オンラインショップやフリマサイトといったインターネットで商品を購入する人は少なくないと思います。ネットショッピングで気軽に商品を購入することができる一方、購入した商品が、商標権や特許権、著作権のような知的財産権を侵害する模倣品(違法品)であったり、海外からの「直接購入(個人輸入)」のため国内の仕様とは異なる物だったりと、「届いた商品が想像とは違った」といった経験をした人もいると思います。

 消費者庁が「インターネットでの化粧品の購入は慎重に-模倣品などの可能性も-」というタイトルでコラムを発信しています。

 同コラムでは、「化粧品を購入する場合、自身の肌などとの相性を確かめるため、成分表示や使用感を確認してから購入する方もいるかと思いますが、インターネットで購入する商品は、実際にその商品を確認したり試したりすることができません。このため、インターネットでの化粧品の購入には注意が必要です」と促しています。

 続けて、国内で流通している正規の化粧品は「医薬品医療機器等法」で、品質・有効性及び安全性といった「品質等」が確認されていますが、ネット購入した模倣品や個人輸入された品物は、「同法に基づく品質等」の確認がされていない可能性があるほか、「衛生状態がよくない場所で作られていたり、粗悪な原料が使われていたりする可能性があります」といっています。

 さらに、「たとえ正規品であったとしても、新古品・未使用品や使いかけの化粧品は、保管状況などによって品質等が保たれていないこともあるため、フリマサイト等でそれらの化粧品を購入する際は、そのことも併せて理解しておく必要があります」と伝えています。

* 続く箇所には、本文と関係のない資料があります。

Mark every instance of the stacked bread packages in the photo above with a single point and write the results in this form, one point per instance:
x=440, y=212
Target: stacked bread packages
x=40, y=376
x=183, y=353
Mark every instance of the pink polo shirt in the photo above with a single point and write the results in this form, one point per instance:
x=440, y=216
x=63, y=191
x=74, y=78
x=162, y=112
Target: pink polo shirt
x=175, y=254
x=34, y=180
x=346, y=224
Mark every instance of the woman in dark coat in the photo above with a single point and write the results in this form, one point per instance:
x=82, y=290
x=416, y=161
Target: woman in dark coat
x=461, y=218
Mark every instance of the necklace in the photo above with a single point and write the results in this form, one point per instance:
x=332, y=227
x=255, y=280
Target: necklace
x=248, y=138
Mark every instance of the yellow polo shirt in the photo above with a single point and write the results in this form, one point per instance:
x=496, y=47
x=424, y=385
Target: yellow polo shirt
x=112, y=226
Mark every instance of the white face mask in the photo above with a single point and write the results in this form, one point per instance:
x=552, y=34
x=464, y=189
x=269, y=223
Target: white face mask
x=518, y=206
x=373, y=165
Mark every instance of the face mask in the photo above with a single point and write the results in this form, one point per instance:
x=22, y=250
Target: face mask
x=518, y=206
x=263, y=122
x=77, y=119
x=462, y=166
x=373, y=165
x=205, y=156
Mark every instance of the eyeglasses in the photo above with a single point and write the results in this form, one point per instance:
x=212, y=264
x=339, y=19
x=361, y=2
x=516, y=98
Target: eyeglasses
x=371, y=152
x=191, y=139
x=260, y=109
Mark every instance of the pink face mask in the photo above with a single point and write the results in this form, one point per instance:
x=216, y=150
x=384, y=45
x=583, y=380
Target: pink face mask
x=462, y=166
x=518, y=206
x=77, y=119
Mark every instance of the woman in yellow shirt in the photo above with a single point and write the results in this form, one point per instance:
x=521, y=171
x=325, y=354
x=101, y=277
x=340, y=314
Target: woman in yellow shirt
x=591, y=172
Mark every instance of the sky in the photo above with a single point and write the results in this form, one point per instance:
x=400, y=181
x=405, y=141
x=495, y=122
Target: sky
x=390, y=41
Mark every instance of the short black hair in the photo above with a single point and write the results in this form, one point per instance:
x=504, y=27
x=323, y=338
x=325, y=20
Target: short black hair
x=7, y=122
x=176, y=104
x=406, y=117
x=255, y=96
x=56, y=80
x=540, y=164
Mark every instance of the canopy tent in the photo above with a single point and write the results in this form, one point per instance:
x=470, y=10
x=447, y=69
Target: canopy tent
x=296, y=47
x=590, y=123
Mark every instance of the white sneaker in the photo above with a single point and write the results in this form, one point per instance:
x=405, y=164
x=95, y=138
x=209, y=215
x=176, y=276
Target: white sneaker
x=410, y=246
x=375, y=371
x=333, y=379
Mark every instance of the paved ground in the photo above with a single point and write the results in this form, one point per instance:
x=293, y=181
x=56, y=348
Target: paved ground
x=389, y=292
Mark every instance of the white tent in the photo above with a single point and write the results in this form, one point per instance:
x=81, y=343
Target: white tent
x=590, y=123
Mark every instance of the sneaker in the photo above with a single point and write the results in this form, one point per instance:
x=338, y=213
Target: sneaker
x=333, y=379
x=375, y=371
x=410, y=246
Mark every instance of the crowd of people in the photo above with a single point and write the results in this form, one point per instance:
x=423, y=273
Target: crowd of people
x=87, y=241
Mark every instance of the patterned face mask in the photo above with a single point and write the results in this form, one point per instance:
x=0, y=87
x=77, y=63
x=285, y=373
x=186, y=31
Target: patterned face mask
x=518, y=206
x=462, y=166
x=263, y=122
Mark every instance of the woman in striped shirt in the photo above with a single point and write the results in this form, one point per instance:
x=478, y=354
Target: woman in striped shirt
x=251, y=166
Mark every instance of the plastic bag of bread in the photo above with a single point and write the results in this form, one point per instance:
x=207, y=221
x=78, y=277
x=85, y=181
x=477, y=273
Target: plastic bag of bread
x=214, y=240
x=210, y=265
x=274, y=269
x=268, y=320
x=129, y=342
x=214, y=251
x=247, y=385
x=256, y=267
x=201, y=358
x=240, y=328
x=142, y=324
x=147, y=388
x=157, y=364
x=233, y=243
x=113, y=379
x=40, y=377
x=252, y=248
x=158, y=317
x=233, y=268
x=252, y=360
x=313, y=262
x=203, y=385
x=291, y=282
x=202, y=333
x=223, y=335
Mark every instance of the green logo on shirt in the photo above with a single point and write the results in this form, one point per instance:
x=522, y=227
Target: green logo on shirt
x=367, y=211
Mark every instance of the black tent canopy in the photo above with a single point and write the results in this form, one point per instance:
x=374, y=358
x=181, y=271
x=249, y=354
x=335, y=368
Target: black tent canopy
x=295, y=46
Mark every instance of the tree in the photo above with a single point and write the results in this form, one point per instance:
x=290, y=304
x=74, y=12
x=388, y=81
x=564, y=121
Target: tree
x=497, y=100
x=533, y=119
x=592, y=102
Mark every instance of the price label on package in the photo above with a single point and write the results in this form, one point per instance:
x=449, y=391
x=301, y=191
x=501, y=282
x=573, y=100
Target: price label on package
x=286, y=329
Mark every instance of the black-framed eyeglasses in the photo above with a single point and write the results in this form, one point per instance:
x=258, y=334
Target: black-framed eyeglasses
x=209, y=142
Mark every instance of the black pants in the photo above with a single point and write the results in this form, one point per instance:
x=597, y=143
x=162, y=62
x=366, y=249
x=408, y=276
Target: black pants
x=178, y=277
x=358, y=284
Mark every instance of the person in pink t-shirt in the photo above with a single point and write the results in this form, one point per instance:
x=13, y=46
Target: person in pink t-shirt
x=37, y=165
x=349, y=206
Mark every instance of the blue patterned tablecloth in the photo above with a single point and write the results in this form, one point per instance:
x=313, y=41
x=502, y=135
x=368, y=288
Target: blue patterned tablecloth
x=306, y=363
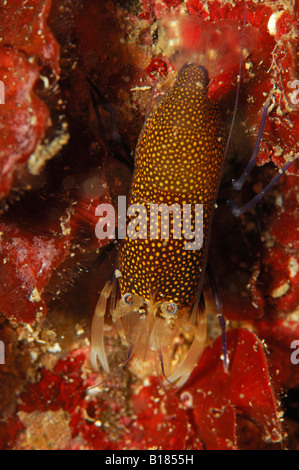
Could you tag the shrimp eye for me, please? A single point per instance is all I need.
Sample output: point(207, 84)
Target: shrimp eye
point(169, 308)
point(128, 299)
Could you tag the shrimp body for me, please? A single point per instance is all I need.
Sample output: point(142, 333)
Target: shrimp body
point(179, 158)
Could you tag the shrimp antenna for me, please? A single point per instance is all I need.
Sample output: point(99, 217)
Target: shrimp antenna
point(162, 368)
point(238, 85)
point(117, 370)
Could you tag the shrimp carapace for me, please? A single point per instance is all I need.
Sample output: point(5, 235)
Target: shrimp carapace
point(178, 164)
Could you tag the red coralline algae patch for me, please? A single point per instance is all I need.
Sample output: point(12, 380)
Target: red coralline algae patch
point(27, 48)
point(28, 260)
point(202, 415)
point(25, 116)
point(47, 225)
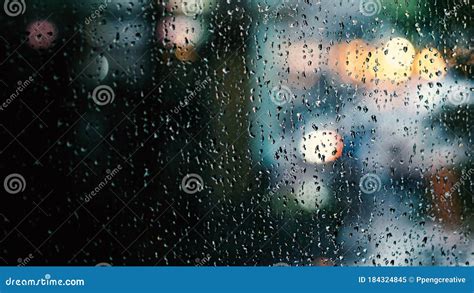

 また、消費者庁は、インターネットで購入した化粧品による事故やトラブルを防ぐ4つのポイントも紹介しています。まず、「事業者の氏名・住所・電話番号、商品説明や支払方法、返金保証等をよく確認し、信頼できる事業者から購入する」、次に「届いた商品の見た目や表示に不審な点がある場合は使用を控える。なお、不安であれば製造・販売・輸入事業者に問い合わせることも検討する」ということです。

 続けて、万が一、肌にトラブルが起きてしまった時は「ただちに使用を中止し、症状の程度によっては皮膚科専門医の診療を受ける」、さらに「その他、トラブルが生じた場合は、まずは製造・販売・輸入事業者や行政機関等の窓口に相談する」とアドバイスしています。